When depolarisation is greater than -55mV, the threshold level is reached and an action potential is generated.
Propagation of Nerve Impulse and Repolarisation
An action potential is self-propagating.
An action potential is an all-or-none response and no variation exists in the strength of a single impulse. The intensity of sensation depends on the number of neurons stimulated and on their frequency of discharge.
Action potential or nerve impulse is an electrical signal that travels rapidly down the axon into the synaptic terminals.
At site B, ahead of where the action potential is generated (site A), the membrane is polarised, i.e. negatively charged inside and positively charged outside so the current flows from A to B at the inner surface and from B to A on the outer surface. This results in the reversal of polarity and the action potential or nerve impulse is generated at site B. The conduction of impulse throughout the length of the axon is the result of a repeated sequence of these steps.
Depolarisation is very rapid so the conduction of nerve impulse along the entire length of axon occurs in a fraction of second.
After a certain period (milliseconds) membrane again becomes impermeable to Na+ as Na+ channels close. Voltage activated K+ channels open resulting in diffusion of K+ outside the membrane and the resting potential is restored. This is called repolarisation.
A wave of depolarisation moves down the membrane of axon and the normal polarised state is quickly re-established behind, i.e. known as repolarisation. The membrane resting potential is restored and the membrane once more becomes responsive to further stimulation. Most neurons can transmit several hundred impulses per second.

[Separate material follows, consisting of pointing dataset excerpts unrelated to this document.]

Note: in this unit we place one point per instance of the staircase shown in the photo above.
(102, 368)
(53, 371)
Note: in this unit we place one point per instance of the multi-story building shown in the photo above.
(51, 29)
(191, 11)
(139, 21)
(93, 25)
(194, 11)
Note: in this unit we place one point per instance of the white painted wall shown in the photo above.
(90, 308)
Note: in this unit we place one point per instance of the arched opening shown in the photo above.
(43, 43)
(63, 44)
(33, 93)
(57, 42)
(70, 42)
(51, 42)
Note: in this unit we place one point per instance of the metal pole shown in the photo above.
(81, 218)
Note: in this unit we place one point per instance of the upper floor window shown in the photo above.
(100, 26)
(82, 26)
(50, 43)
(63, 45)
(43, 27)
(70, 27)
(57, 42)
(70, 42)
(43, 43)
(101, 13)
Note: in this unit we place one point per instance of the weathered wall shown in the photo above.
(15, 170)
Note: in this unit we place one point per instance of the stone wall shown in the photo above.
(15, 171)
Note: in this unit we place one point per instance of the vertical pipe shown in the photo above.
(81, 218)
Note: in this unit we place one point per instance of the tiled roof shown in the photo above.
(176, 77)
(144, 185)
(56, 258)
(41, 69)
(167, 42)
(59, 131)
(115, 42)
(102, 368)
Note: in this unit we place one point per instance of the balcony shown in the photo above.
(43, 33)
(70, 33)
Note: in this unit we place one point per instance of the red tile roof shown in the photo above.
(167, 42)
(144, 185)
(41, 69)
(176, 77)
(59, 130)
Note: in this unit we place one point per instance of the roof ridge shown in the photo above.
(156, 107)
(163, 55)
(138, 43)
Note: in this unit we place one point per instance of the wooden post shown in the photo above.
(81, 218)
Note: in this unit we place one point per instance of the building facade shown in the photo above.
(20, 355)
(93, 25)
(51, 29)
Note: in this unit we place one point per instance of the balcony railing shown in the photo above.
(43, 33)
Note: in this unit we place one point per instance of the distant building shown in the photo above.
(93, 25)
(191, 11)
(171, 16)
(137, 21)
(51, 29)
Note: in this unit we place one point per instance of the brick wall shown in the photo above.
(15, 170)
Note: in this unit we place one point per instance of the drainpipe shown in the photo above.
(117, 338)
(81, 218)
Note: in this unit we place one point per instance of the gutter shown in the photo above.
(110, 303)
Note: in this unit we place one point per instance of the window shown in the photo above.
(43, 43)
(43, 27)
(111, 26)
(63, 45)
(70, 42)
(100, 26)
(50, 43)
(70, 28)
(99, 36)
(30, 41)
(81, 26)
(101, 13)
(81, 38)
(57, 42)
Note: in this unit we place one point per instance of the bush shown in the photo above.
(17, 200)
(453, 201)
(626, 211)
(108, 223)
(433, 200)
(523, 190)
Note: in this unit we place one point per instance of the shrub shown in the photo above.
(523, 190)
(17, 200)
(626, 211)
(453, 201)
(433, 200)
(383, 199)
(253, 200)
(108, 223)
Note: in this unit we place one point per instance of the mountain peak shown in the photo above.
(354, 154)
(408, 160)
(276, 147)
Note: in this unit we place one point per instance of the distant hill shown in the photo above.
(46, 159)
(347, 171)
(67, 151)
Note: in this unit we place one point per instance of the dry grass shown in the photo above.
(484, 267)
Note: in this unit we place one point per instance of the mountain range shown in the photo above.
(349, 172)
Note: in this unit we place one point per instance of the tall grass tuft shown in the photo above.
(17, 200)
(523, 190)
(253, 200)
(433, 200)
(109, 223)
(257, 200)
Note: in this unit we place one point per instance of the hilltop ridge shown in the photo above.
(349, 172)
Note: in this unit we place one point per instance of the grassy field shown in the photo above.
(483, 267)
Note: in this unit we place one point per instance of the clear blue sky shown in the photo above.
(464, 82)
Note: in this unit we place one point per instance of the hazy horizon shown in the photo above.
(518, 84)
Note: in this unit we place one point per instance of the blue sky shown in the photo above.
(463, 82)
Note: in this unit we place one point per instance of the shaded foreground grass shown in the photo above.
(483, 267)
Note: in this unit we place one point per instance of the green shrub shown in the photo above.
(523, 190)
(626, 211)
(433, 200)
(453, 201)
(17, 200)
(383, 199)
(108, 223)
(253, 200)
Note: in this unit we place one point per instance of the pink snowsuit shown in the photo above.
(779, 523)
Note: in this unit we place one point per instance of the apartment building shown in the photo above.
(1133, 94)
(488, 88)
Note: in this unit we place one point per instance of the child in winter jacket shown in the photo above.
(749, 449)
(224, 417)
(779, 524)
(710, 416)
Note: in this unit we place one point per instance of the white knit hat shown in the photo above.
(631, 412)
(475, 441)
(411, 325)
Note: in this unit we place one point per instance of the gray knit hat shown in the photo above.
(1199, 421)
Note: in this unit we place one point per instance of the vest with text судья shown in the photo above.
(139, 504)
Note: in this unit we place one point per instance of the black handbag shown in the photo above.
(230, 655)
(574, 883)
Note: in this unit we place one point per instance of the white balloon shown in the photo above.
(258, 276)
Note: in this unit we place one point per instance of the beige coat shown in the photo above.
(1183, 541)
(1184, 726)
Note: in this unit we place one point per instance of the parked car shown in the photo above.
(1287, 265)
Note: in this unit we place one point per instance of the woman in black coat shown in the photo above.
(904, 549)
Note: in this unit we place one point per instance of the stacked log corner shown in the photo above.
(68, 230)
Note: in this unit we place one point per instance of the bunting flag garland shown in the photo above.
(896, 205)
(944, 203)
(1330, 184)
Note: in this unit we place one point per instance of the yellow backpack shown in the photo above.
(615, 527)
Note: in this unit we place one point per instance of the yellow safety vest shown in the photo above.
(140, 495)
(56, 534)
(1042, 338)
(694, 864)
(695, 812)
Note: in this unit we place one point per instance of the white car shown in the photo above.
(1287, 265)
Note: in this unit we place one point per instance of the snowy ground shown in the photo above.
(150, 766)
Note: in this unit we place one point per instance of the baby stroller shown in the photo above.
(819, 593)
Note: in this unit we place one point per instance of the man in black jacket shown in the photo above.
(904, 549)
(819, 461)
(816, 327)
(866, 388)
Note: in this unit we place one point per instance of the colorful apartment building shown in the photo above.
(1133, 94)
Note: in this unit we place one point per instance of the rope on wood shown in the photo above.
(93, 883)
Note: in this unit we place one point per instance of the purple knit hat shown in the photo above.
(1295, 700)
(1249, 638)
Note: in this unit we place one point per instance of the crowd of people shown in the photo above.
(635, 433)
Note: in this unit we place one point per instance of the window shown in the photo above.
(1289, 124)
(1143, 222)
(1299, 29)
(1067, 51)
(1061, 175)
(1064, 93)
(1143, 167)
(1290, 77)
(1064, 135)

In summary, conduction of impulse along the axon proceeds as follows:
Neurotransmission across the synapse
A nerve impulse is transmitted from one neuron to another through junction called synapses. The membrane of the presynaptic and postsynaptic neuron make a synapse. Synapse can be between two neurons or between a neuron and effector such as neuron and a muscle cell.

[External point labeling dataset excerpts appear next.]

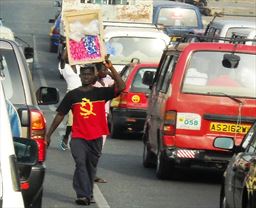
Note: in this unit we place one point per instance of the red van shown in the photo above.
(200, 91)
(128, 111)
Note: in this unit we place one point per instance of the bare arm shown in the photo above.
(120, 84)
(55, 123)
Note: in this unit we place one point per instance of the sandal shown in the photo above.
(99, 180)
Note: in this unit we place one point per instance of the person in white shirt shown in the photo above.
(104, 80)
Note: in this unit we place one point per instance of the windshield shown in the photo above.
(205, 74)
(177, 17)
(238, 30)
(123, 49)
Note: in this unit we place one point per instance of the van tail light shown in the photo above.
(55, 31)
(169, 127)
(123, 100)
(38, 131)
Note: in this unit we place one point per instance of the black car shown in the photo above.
(20, 92)
(238, 189)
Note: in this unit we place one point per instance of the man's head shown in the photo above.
(88, 74)
(102, 70)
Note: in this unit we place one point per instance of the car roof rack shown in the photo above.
(127, 24)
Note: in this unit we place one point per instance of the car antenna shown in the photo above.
(216, 14)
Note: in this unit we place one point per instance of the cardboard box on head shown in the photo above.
(84, 36)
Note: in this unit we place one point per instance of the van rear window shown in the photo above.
(137, 85)
(205, 74)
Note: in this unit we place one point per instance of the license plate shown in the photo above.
(229, 128)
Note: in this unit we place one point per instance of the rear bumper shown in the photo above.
(189, 157)
(55, 39)
(129, 120)
(35, 180)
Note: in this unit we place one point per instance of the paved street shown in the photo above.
(129, 184)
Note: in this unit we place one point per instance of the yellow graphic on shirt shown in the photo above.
(136, 98)
(86, 108)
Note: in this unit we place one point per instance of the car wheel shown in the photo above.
(223, 199)
(37, 203)
(162, 166)
(148, 157)
(114, 130)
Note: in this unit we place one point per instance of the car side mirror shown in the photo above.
(47, 95)
(26, 151)
(230, 61)
(226, 143)
(28, 52)
(148, 78)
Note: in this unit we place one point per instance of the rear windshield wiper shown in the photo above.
(226, 95)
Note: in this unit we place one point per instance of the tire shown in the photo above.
(53, 48)
(148, 157)
(37, 203)
(162, 166)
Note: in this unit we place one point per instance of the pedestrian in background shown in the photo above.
(89, 124)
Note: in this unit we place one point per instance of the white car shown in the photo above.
(227, 28)
(127, 41)
(13, 151)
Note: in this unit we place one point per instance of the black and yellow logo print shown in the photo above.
(86, 108)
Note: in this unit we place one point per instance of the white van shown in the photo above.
(11, 151)
(228, 27)
(127, 41)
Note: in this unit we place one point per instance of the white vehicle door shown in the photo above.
(10, 192)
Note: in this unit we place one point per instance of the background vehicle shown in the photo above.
(7, 33)
(238, 188)
(125, 41)
(177, 18)
(26, 155)
(128, 111)
(55, 34)
(188, 109)
(227, 28)
(19, 90)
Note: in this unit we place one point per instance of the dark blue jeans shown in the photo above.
(86, 154)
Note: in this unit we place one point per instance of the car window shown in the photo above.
(126, 73)
(248, 136)
(234, 30)
(124, 49)
(205, 74)
(163, 70)
(137, 85)
(168, 75)
(177, 17)
(252, 146)
(12, 82)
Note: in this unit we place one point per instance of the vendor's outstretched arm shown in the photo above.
(120, 84)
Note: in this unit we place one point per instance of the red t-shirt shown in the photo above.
(88, 108)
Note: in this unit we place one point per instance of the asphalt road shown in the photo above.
(129, 184)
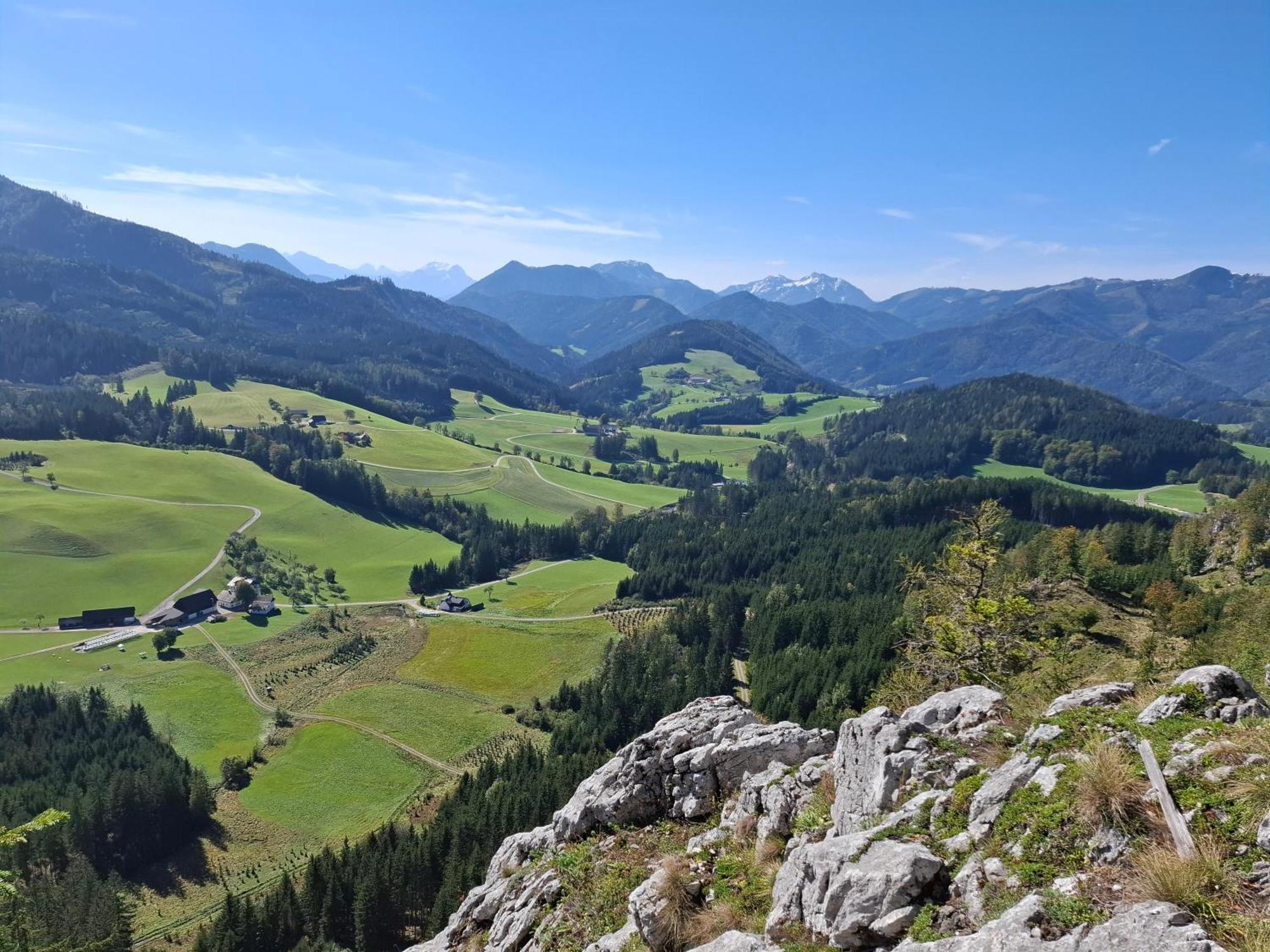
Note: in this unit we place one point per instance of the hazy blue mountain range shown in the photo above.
(614, 280)
(261, 255)
(86, 274)
(589, 326)
(822, 336)
(615, 378)
(791, 291)
(435, 279)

Conduction ends at the axon terminals and neurotransmission begins. At the axon terminal, the neuron sends the signal to other neurons.
Signals across synapses can be electrical or chemical.
At the electrical synapse, an electrical signal is generated and at the chemical synapse, neurotransmitters are secreted.
At electrical synapses, the membrane of pre and postsynaptic neuron are in very close proximity and form gap junctions (<2 nm).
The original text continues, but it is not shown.